The commercial impact of Stevie Ray Vaughan can be easily gauged: in the 13 years since he leapt onto the charts with Texas Flood, blues music has found the largest audience it has ever known. Countless fans worldwide developed a fascination with the genre as an outgrowth of their enthusiasm for Vaughan and his willingness to pay tribute to the artists he considered mentors, teachers and role models.

Judging by A Tribute to Stevie Ray Vaughan, the personal impact of the man, who died six years ago this August, was massive as well. When a much-loved musician dies, his friends grieve his death and then gather to celebrate his life. In this case, the people who gathered just happened to be some of the world's greatest bluesmen and women. Last year in Austin, a stellar collection of musicians whose lives were touched -- and whose genre was revitalized -- by Vaughan gathered to pay him tribute. What resulted was the finest moment in the proud history of Austin City Limits. That show, with all its ups and precious few downs, is what's captured on Tribute.

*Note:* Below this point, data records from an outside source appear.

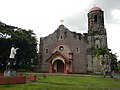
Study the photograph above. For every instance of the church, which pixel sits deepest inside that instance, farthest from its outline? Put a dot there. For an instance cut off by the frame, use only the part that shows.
(65, 51)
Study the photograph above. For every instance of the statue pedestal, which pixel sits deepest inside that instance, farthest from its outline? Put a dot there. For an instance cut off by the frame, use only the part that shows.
(9, 73)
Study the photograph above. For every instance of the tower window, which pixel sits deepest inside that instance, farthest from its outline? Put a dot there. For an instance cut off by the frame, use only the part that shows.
(61, 37)
(77, 49)
(46, 50)
(95, 18)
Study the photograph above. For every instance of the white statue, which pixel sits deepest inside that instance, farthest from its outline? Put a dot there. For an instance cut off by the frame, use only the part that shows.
(12, 61)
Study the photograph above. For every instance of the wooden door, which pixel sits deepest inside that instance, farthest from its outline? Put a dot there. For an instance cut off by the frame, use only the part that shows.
(60, 66)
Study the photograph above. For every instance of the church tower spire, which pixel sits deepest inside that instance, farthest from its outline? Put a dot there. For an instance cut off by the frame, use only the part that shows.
(96, 21)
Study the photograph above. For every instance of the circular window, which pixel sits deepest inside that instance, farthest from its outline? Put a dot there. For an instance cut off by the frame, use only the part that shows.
(61, 48)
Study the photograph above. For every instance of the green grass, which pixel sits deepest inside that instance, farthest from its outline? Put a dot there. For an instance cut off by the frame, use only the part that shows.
(67, 82)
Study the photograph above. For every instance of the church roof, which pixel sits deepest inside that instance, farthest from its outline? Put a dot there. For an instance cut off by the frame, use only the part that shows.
(95, 9)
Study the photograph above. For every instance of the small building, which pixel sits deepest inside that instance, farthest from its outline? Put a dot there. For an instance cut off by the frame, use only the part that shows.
(65, 51)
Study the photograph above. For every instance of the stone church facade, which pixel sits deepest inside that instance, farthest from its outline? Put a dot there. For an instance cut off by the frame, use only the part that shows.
(65, 51)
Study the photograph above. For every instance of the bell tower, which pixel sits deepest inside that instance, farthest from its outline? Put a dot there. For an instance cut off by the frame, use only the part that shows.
(96, 21)
(97, 37)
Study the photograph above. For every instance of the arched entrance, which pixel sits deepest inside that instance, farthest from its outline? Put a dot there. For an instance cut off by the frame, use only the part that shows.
(59, 66)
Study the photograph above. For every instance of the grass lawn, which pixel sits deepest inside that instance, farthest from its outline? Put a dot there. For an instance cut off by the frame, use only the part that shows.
(67, 82)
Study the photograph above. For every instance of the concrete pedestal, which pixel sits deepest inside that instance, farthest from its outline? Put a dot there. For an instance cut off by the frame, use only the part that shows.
(9, 73)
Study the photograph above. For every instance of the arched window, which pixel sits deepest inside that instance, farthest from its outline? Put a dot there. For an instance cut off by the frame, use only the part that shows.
(95, 18)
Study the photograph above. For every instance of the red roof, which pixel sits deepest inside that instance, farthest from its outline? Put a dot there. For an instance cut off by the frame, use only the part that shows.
(95, 9)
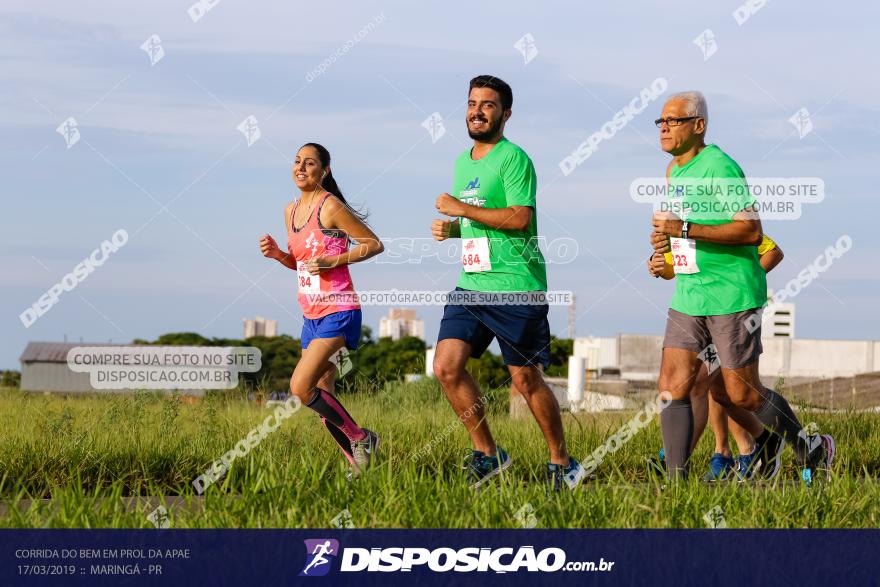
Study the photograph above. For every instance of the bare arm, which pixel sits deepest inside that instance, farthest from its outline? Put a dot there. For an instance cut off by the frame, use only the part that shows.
(444, 229)
(270, 248)
(658, 267)
(335, 214)
(740, 231)
(510, 218)
(771, 259)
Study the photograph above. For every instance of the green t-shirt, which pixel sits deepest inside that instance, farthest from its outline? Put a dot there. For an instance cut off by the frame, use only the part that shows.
(731, 278)
(504, 177)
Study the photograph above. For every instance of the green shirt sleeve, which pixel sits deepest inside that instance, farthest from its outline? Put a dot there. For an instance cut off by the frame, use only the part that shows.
(519, 179)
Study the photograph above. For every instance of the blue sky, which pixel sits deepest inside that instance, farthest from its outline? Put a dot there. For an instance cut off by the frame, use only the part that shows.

There's unabashed love in the voice and slide guitar of Bonnie Raitt as she turns Vaughan's "Pride and Joy" into an intensely personal paean. The rejoicing and sorrow that have forever been the left and right hands of the blues have seldom rung as true as they do when Jimmie Vaughan carries his little brother out one more time on the riffs of "Texas Flood." B.B. King's guitar rings like the bell of a backwoods church as he testifies on "Telephone Song" with all the passion and dignity of a veteran circuit rider. Buddy Guy, Eric Clapton, Robert Cray and Dr. John also take their turns celebrating their friend. On the CD's soon-to-be historic closing jam, the assembled cast of stars bring an overt gospel air to "Six Strings Down" before celebrating the make-anything-happen joy of "Tick Tock" and bringing the house down with a wall of guitars on a frenzied nine-minute "SRV Shuffle." Stevie, we think, would be pleased. (**** 1/2)

-- Jim Sherman

Hayden
Everything I Long For
Outpost Recordings

Most of the songs on Hayden's debut CD were written and recorded late at night in his bedroom on a four-track mini-studio. Though he's not the first to embrace lo-fi as a means of self-expression, Hayden's music -- perhaps more than that of any other home-taping homebody -- is completely the product of where it was created. A fairly normal fellow from Toronto, Hayden is pure folk poet; a troubadour of the suburbs; a kitchen-raiding, late-night-cable-TV-watching, oversleeping product of middle-class North America. To record him any other way would be like taking the bacteria out of a petri dish.